My oldest daughter Jane gave me a good example of creative consensus-building. In college she conceived a new line of water-resistant clothing styles as a way of raising people's consciousness about the impending threat of global warming. She reasoned that everybody needs clothing, and that trying on new clothes is the kind of personal experience that will make enough of an impression to stick. Let's hope she's right. Here is a link to her website:

http://www.climatechangepreparednesscenter.com/



While we are on the subject of links, Jane has pointed out to me that this blog needs a link that will help you understand more about the Millennium Development Goals that I keep talking about. So here it is:


http://www.un.org/millenniumgoals/pdf/mdg2007.pdf

And of course, I wouldn't feel right unless I left you with a poem. So today's poem will be by a famous woman poet, and one of my favorites altogether:

THE BRAIN is wider than the sky,

For, put them side by side,
The one the other will include
With ease, and you beside.


The brain is deeper than the sea,

For, hold them, blue to blue,
The one the other will absorb,
As sponges, buckets do.


The brain is just the weight of God,

For, lift them, pound for pound,
And they will differ, if they do,
As syllable from sound.


--Emily Dickinson


Do you have a poem you can send me, too?
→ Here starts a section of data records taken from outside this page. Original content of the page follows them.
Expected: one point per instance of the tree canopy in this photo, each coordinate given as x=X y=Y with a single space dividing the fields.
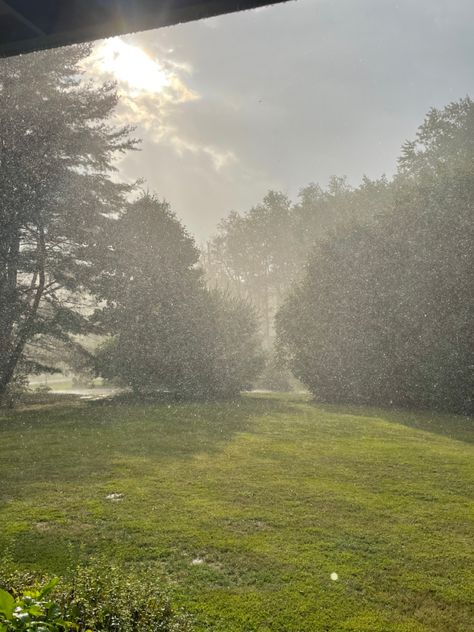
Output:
x=57 y=196
x=384 y=312
x=169 y=333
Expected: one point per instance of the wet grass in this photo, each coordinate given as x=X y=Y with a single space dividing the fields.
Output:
x=246 y=508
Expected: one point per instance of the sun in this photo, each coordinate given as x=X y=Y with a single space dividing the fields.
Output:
x=132 y=65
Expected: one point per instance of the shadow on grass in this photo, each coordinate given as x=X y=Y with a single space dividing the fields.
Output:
x=82 y=440
x=456 y=427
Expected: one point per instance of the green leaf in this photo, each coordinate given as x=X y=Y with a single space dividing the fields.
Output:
x=48 y=587
x=7 y=604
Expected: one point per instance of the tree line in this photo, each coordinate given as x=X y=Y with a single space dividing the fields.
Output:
x=364 y=292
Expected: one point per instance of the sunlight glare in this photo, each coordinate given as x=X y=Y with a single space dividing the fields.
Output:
x=133 y=66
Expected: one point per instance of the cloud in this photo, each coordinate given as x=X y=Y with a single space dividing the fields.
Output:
x=287 y=95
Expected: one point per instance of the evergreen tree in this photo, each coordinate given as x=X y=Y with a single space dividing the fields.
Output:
x=57 y=196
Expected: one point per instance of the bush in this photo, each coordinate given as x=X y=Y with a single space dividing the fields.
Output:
x=95 y=600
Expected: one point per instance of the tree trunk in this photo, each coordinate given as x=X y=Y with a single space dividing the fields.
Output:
x=15 y=348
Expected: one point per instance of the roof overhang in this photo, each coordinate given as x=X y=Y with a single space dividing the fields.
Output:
x=29 y=25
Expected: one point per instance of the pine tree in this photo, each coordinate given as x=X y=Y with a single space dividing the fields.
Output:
x=57 y=195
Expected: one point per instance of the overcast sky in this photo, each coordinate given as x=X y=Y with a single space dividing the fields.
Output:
x=283 y=96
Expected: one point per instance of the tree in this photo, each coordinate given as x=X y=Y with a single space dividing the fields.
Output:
x=384 y=312
x=169 y=332
x=57 y=196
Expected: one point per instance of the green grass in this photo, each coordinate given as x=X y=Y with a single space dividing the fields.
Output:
x=273 y=494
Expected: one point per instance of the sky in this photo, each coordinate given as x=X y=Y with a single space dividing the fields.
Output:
x=279 y=97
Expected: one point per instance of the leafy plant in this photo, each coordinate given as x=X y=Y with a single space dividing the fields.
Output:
x=99 y=598
x=33 y=610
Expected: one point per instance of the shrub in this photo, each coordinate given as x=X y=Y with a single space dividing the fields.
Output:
x=96 y=600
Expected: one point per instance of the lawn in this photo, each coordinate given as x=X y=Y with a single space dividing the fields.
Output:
x=245 y=509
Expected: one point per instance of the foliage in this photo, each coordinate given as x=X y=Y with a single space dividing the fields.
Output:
x=99 y=598
x=170 y=334
x=271 y=493
x=57 y=200
x=258 y=255
x=384 y=312
x=32 y=610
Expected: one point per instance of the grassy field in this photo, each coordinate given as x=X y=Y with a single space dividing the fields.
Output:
x=246 y=509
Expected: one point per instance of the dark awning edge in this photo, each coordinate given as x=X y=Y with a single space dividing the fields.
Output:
x=30 y=25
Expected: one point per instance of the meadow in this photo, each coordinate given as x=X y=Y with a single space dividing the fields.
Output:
x=269 y=513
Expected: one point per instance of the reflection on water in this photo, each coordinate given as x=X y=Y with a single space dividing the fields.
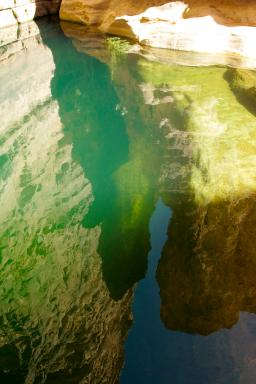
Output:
x=91 y=139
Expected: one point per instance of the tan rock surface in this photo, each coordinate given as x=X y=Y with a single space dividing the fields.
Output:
x=208 y=26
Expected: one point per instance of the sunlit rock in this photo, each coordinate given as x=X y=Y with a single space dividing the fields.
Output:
x=216 y=27
x=7 y=18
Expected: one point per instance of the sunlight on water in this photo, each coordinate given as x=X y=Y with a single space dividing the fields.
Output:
x=117 y=170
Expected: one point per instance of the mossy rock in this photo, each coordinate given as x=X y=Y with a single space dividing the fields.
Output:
x=243 y=83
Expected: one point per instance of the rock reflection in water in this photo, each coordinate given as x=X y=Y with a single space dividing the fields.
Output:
x=58 y=321
x=118 y=133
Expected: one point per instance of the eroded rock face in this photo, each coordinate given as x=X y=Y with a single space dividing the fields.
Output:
x=20 y=11
x=209 y=26
x=58 y=320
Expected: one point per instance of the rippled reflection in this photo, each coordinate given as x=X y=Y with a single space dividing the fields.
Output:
x=92 y=138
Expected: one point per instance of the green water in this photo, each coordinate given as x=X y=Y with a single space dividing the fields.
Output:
x=127 y=215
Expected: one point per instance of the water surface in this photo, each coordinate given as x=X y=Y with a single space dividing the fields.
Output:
x=127 y=214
Just email me at jabez.vancleef@verizon.net. Or, you can post your poem as a comment at the bottom of this page.

2 comments:

Jabez L. Van Cleef said...
This post has been removed by the author.
Jabez L. Van Cleef said...

My friend Olga D'Alto submitted this poem, with a note, saying: "This is a poem that was written by my brother, George Zaverdas, about his Godmother."

"Immigrant Woman"

"God bless America," My Godmother would say
Her eyes see Liberty
an orphan from Greece seeking hope.

With a dollar in her pocket and a house of her own
She pursues her happiness.

A decade of life, seeing it all
JFK, Martin Luther King
She wept for them all
Surviving everyday reality with her faith
Understanding none of it.

Seasons come and go.
Forgetting birthdays gone by
But remembering her snowfalls

Lying in a hospital bed
giving me hope
and blessing America for it all.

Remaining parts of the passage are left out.